La Bretagne est un parfait exemple de cette « fusion » entre foi culture et traditions. Si içi et là, il y a eu de la part d’un clergé « trop zélé » des dérapages remettant en question ces cultures et traditions, ils furent minoritaires, et on ne peut les nier. Cependant, en aucun cas ceux-ci doivent servir de socle à la légende que « L’Eglise est l’ennemi de la culture des peuples » et qu’en Bretagne elle en aurait été l’agent destructeur. Si il y a un accusé , c’est bien le jacobinisme uniformiste de l’Etat, et des diverses formes d’universalismes négateurs des particularismes de chaque peuples, à ne pas confondre avec l’universalité du christianisme, dont le message christique ( l’Evangile) s’adresse sans exclusif à tous les peuples, à charge à chacun de l’intégrer dans ce qu’il a de meilleur dans son identité culturelle et dans ses traditions.

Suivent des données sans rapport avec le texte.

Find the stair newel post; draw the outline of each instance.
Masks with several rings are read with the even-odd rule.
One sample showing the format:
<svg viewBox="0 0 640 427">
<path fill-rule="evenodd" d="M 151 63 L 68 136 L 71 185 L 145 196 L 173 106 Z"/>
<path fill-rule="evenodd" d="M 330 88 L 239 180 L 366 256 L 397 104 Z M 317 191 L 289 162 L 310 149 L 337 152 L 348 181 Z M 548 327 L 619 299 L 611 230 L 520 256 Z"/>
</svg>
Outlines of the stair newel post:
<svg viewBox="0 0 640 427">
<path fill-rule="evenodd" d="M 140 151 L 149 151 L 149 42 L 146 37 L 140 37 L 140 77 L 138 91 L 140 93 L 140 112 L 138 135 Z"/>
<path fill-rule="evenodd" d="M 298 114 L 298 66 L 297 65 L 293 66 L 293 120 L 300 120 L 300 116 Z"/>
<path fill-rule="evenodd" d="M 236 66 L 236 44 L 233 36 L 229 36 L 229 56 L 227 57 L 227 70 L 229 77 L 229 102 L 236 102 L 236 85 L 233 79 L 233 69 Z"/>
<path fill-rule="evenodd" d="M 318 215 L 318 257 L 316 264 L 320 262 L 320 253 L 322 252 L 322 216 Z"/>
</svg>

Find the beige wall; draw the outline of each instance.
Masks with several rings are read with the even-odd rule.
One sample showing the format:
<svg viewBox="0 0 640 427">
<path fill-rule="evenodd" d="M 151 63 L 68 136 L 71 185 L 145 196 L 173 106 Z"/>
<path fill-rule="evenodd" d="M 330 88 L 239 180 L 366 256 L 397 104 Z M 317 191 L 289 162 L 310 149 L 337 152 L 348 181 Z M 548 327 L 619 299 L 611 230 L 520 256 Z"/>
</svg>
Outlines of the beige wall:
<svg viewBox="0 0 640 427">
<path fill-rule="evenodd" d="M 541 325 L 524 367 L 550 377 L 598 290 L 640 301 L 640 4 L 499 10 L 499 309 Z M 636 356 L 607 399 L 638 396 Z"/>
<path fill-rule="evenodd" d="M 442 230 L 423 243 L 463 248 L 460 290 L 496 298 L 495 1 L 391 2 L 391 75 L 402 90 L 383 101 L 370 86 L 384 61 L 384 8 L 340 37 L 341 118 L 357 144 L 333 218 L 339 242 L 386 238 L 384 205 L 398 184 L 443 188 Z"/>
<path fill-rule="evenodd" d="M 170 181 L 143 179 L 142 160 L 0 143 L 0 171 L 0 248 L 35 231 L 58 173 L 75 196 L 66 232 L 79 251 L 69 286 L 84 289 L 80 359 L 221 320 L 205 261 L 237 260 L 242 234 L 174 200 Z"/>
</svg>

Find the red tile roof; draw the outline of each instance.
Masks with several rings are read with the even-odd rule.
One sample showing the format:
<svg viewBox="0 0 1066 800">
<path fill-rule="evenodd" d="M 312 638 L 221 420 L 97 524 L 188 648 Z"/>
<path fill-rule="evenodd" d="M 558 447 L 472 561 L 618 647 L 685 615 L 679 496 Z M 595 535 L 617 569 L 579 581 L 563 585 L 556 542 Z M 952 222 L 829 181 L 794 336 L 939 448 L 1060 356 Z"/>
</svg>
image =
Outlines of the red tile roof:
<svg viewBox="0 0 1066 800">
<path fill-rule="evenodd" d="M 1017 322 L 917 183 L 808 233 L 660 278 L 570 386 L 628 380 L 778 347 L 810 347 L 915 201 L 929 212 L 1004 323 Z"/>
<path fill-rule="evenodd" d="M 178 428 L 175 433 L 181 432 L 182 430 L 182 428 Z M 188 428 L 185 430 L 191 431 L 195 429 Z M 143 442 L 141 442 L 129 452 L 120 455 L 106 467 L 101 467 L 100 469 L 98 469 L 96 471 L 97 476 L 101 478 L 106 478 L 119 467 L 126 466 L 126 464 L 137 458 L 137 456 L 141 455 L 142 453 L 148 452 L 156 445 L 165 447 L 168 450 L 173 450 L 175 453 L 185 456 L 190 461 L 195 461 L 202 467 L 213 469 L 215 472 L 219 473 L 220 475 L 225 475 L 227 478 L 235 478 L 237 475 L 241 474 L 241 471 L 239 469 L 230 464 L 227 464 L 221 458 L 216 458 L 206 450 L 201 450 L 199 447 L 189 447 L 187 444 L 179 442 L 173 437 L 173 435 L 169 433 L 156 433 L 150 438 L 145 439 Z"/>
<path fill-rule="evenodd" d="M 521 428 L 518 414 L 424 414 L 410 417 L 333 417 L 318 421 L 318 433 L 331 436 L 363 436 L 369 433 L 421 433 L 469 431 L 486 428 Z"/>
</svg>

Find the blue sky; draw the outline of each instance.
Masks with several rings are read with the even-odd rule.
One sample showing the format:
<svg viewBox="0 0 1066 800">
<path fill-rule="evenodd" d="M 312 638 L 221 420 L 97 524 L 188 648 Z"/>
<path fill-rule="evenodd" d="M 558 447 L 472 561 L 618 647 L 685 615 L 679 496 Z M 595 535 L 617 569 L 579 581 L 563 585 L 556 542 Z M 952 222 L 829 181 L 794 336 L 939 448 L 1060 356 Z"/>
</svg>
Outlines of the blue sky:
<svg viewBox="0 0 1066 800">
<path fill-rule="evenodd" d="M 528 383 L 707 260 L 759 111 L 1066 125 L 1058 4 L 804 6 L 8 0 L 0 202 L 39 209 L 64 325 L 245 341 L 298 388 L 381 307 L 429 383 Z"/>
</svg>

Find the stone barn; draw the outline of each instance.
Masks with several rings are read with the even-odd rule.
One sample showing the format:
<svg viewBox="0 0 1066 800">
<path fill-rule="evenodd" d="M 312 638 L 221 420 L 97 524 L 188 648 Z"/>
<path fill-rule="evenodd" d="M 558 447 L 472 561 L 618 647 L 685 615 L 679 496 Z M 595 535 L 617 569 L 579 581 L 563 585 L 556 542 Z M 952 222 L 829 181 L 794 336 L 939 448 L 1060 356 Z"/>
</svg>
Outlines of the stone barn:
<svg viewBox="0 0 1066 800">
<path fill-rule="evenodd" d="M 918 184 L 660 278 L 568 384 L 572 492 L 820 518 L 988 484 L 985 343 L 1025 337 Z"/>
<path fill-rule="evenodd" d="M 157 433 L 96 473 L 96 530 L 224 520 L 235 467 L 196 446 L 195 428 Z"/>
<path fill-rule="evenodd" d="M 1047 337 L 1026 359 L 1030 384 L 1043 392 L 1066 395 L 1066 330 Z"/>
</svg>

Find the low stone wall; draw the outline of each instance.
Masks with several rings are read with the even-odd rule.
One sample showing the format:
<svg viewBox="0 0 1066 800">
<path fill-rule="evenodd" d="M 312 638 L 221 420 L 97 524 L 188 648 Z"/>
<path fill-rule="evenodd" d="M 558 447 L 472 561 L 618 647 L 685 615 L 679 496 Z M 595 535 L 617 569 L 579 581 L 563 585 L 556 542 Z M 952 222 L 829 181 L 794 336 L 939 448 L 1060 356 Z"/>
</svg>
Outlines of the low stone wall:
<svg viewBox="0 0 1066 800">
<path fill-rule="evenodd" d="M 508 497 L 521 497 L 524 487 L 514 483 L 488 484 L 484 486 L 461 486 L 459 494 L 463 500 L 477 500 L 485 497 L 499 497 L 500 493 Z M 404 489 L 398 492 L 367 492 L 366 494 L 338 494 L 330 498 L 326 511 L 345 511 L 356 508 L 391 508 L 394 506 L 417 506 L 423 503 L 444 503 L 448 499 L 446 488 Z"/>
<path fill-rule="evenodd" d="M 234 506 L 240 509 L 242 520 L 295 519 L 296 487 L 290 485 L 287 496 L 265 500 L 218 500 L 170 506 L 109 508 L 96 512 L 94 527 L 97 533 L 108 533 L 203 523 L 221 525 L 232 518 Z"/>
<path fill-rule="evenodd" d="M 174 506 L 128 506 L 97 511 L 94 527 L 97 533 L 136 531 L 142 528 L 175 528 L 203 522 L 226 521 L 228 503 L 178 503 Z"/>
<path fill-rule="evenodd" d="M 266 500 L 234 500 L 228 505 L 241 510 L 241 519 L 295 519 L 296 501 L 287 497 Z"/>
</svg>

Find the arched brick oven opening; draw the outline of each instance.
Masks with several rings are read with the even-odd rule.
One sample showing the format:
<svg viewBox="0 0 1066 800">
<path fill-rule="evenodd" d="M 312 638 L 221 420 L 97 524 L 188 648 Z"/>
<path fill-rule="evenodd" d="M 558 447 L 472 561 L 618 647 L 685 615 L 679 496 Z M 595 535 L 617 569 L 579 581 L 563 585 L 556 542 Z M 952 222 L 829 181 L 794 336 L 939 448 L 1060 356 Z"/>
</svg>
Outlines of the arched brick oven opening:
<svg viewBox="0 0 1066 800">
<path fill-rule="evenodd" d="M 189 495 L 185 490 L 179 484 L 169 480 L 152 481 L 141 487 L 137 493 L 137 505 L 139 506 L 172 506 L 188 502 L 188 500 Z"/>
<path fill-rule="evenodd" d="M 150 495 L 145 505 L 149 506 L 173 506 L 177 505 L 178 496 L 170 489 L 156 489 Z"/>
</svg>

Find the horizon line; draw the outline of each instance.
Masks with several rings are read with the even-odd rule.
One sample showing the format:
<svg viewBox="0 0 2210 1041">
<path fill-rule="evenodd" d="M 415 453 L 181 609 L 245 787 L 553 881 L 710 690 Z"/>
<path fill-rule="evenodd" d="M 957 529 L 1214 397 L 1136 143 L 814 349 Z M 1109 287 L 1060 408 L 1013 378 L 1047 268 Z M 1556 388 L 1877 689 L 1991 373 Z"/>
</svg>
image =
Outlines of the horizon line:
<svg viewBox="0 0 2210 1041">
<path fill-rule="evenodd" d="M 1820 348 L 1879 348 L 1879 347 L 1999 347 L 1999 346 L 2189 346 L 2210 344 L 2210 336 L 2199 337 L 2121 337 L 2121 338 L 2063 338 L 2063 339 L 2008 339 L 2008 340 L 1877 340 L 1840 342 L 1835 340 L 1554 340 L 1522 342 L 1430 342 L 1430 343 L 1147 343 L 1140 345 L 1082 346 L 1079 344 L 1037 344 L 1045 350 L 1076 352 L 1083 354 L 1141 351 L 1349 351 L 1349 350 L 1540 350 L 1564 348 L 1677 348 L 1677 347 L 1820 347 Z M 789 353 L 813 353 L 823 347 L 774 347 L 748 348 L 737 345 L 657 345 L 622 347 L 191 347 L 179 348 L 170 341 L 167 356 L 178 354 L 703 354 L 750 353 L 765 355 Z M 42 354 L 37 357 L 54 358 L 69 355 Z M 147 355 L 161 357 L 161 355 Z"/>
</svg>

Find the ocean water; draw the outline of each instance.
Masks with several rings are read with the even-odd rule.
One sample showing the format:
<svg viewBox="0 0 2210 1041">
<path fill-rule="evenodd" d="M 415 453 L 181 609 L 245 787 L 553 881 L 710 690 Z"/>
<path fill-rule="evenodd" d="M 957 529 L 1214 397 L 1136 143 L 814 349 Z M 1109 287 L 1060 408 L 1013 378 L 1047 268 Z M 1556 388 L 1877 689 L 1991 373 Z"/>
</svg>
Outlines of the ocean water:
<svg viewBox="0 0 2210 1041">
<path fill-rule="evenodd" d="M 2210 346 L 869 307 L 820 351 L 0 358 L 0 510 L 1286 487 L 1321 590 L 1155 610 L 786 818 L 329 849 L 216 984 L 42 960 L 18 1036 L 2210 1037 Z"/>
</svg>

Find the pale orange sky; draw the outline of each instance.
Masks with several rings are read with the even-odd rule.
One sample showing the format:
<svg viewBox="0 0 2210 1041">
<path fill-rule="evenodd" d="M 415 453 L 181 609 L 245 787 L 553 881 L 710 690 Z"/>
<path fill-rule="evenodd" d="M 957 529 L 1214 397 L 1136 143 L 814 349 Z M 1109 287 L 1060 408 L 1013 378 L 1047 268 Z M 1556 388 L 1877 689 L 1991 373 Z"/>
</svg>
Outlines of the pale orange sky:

Ne serait-il pas honnête d’inviter les Bretons à faire leur propre examen de conscience, car dans cette « rupture », ils ont aussi leur part de responsabilité et en rendre l’Eglise l’unique responsable est trop facile ….
Pour conclure cette première partie , nous citerons parallèlement ce que disent les Papes et ce que disent (ou ont dit) certains hommes politiques sur la culture et la langue bretonne. C’est assez parlant et devrait suffire à ne plus faire de « procès » à l’Eglise, mais à comprendre les causes de cette « rupture » , en la considérant aujourd’hui comme une parenthèse regrettable qui n’hypothèque en rien l’avenir, dès lors où une volonté d’y remédier se manifeste .
Citations de quelques hommes politiques :
« Il faut extirper le dialecte breton, barbare relique d’un autre âge » (Bienvenu-Martin, ministre de l’Instruction publique. Circulaire aux Préfets de Bretagne, 1905)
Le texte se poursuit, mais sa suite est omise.